Резко возвращаюсь к его глазам, и отец усмехается. Говорю же, окажись я на месте Марины, сделал бы тоже самое. Тоже повелся бы, и я ведусь, правда вот мне плевать. Важно не это. Ее имя, за которое я цепляюсь мертвой хваткой.
— Что за клан?
— Они называют себя Имаи. Занимаются разными вещами, начиная с поставки оружия, заканчивая рабством и наркотиками.
— Типа якудза? — усмехаюсь сам, но на лице отца нет и тени улыбки.
— Не типа, Макс.
— И как же английский лорд попал к ним?!
— Она тебе рассказала, — он делает еще один глоток виски, после чего смотрит в окно, задумчиво потирая подбородок, — Однажды, английский дипломат прилетел с одной из миссий в Японию с женой и сыном. Но с этой миссией было что-то явно не так, и он знал, что это большой риск, поэтому познакомил свою семью со своим старым другом. На всякий случай. Попытка защитить их, дипломат был человеком умным и знал, что всегда нужно иметь план Б.
— Сработал «план Б»?
— Не совсем, — он снова смотрит на меня, чеканя, — Через три дня, после приземления в токийском аэропорте, семью английского дипломата вырезали на глазах у шестилетнего сына, которому по счастливой случайности удалось сбежать. Он укрылся в доме этого самого друга, а он оказался главой клана и частью огромного, преступного синдиката. Правящей верхушкой. Элитой. В Англии у мальчика не осталось родных, и он остался в Японии, но не только поэтому. Он хотел отомстить за свою семью, поэтому учился убивать прилежно и с огромным рвением. Когда мальчик вырос и ему было двадцать три, он наконец добился своей цени. Он жестоко отомстил тем, кто пришел в гостиничный номер английского дипломата, вместе с тем занял место в самом центре клана, как пасынок. Названный сын. Этого мальчика звали Артур, и он отец твоей Амелии.

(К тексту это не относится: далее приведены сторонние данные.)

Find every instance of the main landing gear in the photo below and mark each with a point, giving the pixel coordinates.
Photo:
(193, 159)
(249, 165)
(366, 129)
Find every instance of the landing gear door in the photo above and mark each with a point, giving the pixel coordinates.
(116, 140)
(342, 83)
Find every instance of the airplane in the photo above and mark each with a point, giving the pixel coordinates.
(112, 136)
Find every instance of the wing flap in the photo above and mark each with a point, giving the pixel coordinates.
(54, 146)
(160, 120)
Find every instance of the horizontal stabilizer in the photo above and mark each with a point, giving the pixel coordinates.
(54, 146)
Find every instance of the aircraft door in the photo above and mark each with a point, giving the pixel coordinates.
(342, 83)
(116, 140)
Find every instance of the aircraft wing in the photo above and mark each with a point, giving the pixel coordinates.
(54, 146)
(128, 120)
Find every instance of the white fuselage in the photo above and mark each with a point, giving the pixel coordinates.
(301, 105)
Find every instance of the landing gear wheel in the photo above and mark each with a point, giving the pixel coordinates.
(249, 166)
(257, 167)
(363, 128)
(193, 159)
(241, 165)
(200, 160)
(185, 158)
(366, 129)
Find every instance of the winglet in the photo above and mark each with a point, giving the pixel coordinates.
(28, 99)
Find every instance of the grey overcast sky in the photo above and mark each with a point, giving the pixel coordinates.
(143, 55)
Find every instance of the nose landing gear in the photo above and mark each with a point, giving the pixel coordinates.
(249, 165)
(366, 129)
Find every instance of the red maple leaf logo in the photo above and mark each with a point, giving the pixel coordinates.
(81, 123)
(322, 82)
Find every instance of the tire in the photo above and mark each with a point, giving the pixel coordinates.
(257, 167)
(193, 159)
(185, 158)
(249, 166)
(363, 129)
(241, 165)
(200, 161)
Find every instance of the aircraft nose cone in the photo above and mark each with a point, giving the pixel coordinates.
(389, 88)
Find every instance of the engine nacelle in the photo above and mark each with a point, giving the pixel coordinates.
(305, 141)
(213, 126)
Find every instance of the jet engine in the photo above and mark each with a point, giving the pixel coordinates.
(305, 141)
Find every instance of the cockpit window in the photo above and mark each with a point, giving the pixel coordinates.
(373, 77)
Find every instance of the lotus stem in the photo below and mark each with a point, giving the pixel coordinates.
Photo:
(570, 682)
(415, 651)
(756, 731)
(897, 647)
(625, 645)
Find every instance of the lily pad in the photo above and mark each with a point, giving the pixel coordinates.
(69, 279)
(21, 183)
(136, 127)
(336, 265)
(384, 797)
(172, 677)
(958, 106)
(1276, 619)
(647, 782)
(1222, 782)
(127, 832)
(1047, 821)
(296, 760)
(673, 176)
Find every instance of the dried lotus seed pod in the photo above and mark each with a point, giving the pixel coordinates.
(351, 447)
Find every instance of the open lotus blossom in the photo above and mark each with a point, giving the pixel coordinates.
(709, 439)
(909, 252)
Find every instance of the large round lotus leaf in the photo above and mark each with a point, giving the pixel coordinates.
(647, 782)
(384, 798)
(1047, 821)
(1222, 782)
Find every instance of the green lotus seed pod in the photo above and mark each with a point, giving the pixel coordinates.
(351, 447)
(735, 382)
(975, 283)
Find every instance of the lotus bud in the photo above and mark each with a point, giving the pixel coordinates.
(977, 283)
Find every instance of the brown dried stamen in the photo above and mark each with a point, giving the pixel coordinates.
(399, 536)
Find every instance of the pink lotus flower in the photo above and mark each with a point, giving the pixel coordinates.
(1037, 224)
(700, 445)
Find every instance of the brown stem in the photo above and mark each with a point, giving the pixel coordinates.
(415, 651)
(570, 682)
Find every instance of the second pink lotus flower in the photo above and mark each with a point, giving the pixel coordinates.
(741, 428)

Я ожидал чего угодно, но не этого. Отец не улыбается, он абсолютно серьезен, даже, кажется, напуган, но я не уверен, таким я его ни разу не видел, поэтому и не знаю, что ответить. Хмурюсь, силюсь понять, но отец не дает мне времени. Он придвигается к столу и хмурит брови еще сильнее, чем до этого.
— Ее отец — один из самых опасных людей в мире, Макс. Это не шутки и не розыгрыши, он действительно опасен. Артур способен на вещи, которые ты себе даже после нескольких граммов кокаина не сможешь представить. Он может убить, не прикасаясь, может пытать, может заставить тебя пожалеть, что ты вообще родился на этот свет. Когда он жил в Краснодаре, он владел всем югом этой страны, потому что его боялись. Оправдано. Он слишком умен, расчетлив и жесток, чтобы было иначе.